Created on 12-21-2018 07:57 PM - edited 09-16-2022 07:00 AM
Hello Friends,
We have a upcoming project and for that I am learning Spark Streaming (with focus on pyspark).
So far I have completed few simple case studies from online.
But I am stuck with 2 scenarios and they are described below.
I shall be highly obliged if you guys kindly share your thoughts or guide me to any web page for help on solution.
1. Writing Streaming Aggregation to File
# spark-submit --master local[*] /home/training/santanu/ssfs_2.py from pyspark.sql import SparkSession from pyspark.sql.types import StructType,StructField,StringType,IntegerType spark = SparkSession.builder.appName("FileStream_Sink_Group").getOrCreate() source = "file:///home/training/santanu/logs" tgt = "file:///home/training/santanu/hdfs" chk = "file:///home/training/santanu/checkpoint" schema1 = StructType([StructField('agent',StringType()),StructField('code',IntegerType())]) df1 = spark.readStream.csv(source,schema=schema1,sep=",") df2 = df1.filter("code > 300").select("agent").groupBy("agent").count() df3 = df2.select("agent","count").withColumnRenamed("count","group_count") query = df3.writeStream.format("csv").option("path",tgt).option("checkpointLocation",chk).start() # Error query.awaitTermination() spark.stop()
Error message :
# AnalysisException: Append output mode not supported when there are streaming aggregations on DataFrames without watermark;
2. Reading from Kafka (Consumer) using Streaming
# spark-submit --packages org.apache.spark:spark-sql-kafka-0-10_2.11:2.2.0 /home/training/santanu/sskr.py from pyspark.sql import SparkSession spark = SparkSession.builder.appName("Kafka_Consumer").getOrCreate() df = spark.readStream.format("kafka").option("kafka.bootstrap.servers","localhost:9092").option("subscribe","MyTopic_1").load() print(type(df)) # <class 'pyspark.sql.dataframe.DataFrame'> df.printSchema() # printing schema hierarchy query = df.selectExpr("CAST(value AS STRING)").writeStream.format("console").start() # Error query.awaitTermination() spark.stop()
Error message :
# NoSuchMethodError: org.apache.kafka.clients.consumer.KafkaConsumer.subscribe(Ljava/util/Collection;)
Please Help.
Thanking you
Santanu Ghosh
Created 01-06-2019 05:07 AM
Friends, any update for these 2 questions, sadly after many days still no reply.
Regards
Created on 02-05-2019 08:28 PM - edited 02-05-2019 08:30 PM
Hello,
1. Writing Streaming Aggregation to File
In order to use append mode with aggregations, you need to set an event time watermark (using "withWatermark"). Otherwise, Spark doesn't know when to output an aggregation result as "final".

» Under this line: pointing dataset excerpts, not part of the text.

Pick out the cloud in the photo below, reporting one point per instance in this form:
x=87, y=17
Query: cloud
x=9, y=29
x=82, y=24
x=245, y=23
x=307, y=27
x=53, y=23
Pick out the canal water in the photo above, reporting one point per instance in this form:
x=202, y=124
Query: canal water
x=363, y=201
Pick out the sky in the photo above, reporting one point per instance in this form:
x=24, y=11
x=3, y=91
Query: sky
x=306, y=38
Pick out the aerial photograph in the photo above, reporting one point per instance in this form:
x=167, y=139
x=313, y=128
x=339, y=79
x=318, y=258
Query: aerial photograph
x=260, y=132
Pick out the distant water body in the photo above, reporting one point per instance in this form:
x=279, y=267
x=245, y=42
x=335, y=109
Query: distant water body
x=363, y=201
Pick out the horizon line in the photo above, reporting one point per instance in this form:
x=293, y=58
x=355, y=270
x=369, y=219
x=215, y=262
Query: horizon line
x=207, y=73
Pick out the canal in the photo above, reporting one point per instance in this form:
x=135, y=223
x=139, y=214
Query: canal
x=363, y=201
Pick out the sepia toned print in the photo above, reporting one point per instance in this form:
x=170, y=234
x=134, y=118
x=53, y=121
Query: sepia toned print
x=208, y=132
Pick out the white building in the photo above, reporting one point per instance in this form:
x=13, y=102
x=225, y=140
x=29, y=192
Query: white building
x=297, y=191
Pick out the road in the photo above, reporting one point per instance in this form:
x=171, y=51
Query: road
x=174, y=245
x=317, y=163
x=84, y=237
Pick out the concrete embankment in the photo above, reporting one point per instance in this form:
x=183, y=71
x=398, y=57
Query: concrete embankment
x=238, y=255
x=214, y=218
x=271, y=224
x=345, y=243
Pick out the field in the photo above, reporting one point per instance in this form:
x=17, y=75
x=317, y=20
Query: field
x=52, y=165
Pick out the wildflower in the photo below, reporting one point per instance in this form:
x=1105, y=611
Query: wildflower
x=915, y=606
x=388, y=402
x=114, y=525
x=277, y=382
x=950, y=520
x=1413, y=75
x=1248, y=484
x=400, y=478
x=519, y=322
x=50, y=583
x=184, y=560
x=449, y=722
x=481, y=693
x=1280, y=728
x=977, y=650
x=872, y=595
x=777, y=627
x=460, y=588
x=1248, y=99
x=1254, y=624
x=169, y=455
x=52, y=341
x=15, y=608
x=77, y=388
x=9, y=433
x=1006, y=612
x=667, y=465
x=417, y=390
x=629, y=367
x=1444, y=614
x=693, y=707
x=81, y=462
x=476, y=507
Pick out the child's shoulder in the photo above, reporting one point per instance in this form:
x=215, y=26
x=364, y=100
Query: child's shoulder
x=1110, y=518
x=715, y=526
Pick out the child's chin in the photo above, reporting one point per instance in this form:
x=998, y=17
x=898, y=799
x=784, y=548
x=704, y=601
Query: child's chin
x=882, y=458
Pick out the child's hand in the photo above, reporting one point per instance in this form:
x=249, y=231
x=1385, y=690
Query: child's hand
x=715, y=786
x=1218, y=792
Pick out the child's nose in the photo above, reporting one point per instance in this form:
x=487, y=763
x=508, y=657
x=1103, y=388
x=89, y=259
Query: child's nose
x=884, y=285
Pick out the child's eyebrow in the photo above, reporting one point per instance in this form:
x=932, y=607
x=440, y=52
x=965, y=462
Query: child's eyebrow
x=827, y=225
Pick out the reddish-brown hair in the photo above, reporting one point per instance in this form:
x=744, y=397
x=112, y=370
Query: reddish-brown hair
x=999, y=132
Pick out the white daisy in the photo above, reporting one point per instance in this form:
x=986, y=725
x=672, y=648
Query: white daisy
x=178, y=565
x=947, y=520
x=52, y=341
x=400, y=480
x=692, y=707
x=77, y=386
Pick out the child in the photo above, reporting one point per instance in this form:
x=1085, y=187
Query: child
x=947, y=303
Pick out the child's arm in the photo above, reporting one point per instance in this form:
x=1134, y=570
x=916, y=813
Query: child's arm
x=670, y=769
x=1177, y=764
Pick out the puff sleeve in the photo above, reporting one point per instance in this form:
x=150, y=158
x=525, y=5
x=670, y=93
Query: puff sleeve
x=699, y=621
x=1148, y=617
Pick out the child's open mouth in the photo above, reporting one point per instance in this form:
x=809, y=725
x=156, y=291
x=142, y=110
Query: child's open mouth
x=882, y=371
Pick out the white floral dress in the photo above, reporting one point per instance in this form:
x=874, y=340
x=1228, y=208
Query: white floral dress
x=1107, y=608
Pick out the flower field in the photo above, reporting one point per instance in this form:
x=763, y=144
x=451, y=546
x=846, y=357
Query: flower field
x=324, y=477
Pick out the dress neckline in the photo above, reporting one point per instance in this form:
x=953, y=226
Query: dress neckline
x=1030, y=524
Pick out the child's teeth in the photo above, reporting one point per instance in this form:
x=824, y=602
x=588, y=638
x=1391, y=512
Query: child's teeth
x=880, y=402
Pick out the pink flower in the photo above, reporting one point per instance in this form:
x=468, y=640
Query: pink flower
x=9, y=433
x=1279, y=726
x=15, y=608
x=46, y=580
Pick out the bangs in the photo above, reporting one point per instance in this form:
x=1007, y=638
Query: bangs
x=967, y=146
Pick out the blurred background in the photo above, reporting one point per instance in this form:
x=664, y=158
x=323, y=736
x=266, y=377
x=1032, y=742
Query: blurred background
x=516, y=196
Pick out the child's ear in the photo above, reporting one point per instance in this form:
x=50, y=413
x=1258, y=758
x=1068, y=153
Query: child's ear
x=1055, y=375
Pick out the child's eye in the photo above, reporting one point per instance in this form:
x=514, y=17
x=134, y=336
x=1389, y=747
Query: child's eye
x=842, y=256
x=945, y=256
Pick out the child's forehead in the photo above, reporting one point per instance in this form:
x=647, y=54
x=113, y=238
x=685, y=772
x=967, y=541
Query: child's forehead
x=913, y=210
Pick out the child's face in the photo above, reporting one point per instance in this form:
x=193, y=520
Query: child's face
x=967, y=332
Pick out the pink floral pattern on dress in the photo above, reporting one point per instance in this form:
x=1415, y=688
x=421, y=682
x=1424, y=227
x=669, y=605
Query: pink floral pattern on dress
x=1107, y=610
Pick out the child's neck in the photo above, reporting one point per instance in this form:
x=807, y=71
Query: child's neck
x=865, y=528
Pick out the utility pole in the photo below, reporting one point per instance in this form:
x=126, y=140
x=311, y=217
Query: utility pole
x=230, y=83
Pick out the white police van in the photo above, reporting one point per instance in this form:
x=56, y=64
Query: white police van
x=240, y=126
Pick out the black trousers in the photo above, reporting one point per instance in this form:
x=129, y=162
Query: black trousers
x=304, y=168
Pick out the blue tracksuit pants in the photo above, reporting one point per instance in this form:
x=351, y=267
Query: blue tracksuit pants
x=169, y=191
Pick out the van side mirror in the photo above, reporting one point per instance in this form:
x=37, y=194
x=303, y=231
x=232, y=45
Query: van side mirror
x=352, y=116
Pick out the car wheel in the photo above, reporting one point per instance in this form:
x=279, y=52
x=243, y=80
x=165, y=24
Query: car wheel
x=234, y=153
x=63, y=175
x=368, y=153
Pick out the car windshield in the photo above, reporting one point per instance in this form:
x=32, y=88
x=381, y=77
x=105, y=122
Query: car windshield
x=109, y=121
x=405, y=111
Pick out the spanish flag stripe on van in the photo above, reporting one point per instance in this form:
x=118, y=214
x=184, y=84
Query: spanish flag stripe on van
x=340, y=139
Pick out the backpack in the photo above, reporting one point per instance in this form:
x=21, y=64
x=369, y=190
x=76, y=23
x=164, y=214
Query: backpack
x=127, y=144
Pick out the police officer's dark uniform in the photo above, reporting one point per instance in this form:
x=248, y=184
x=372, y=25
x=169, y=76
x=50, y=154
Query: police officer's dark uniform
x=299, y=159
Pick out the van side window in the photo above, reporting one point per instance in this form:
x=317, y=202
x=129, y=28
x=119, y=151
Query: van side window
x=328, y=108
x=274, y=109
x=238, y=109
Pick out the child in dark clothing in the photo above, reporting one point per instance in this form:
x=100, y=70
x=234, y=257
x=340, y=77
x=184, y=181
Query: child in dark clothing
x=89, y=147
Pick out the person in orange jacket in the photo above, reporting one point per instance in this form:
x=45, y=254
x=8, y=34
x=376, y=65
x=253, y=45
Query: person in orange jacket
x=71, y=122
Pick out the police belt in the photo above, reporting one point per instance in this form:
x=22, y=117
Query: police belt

A watermark is a threshold to specify how long the system waits for late events.
For example:
df2 = df1.filter("code > 300").select("agent").withWatermark("timestamp", "2 minutes").groupBy("agent").count()
2. Reading from Kafka (Consumer) using Streaming
You have to set SPARK_KAFKA_VERSION environment variable.
When running jobs that require the new Kafka integration, set SPARK_KAFKA_VERSION=0.10 in the shell before launching spark-submit.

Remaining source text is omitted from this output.